Gao, Cheng Frank; Vaikuntanathan, Suriyanarayanan; Riesenfeld, Samantha J.
Afiliação
  • Gao CF; Department of Chemistry, University of Chicago, Chicago, IL 60637.
  • Vaikuntanathan S; Department of Chemistry, University of Chicago, Chicago, IL 60637.
  • Riesenfeld SJ; Institute for Biophysical Dynamics, University of Chicago, Chicago, IL 60637.
Proc Natl Acad Sci U S A ; 121(18): e2306901121, 2024 Apr 30.

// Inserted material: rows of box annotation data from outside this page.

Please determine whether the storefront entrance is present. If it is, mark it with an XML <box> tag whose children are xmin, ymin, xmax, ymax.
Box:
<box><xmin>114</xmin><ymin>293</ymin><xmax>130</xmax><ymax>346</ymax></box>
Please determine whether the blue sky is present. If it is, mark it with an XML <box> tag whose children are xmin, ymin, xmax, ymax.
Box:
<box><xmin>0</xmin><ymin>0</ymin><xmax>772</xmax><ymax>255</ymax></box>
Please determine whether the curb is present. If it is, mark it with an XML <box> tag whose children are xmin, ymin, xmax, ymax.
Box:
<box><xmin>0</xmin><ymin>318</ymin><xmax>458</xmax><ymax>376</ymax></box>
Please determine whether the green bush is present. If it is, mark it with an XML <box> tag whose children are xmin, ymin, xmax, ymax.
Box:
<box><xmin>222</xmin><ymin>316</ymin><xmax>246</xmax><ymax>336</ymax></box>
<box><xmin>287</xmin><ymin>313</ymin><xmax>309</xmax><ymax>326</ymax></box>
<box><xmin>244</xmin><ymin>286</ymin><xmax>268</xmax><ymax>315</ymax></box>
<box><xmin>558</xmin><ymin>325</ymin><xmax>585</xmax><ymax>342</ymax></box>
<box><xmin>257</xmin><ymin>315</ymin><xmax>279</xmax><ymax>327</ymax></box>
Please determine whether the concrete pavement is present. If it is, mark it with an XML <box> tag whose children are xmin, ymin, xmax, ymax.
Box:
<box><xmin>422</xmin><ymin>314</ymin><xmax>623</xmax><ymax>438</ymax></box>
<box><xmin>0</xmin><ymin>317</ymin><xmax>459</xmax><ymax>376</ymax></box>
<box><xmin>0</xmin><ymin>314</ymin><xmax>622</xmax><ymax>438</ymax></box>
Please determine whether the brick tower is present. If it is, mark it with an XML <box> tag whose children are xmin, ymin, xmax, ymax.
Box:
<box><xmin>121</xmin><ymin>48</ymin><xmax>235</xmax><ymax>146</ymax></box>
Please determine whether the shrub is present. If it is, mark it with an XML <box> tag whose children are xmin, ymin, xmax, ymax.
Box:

Article em En | MEDLINE | ID: mdl-38669186
ABSTRACT
RNA velocity estimation is a potentially powerful tool to reveal the directionality of transcriptional changes in single-cell RNA-sequencing data, but it lacks accuracy, absent advanced metabolic labeling techniques. We developed an approach, TopicVelo, that disentangles simultaneous, yet distinct, dynamics by using a probabilistic topic model, a highly interpretable form of latent space factorization, to infer cells and genes associated with individual processes, thereby capturing cellular pluripotency or multifaceted functionality. Focusing on process-associated cells and genes enables accurate estimation of process-specific velocities via a master equation for a transcriptional burst model accounting for intrinsic stochasticity. The method obtains a global transition matrix by leveraging cell topic weights to integrate process-specific signals. In challenging systems, this method accurately recovers complex transitions and terminal states, while our use of first-passage time analysis provides insights into transient transitions. These results expand the limits of RNA velocity, empowering future studies of cell fate and functional responses.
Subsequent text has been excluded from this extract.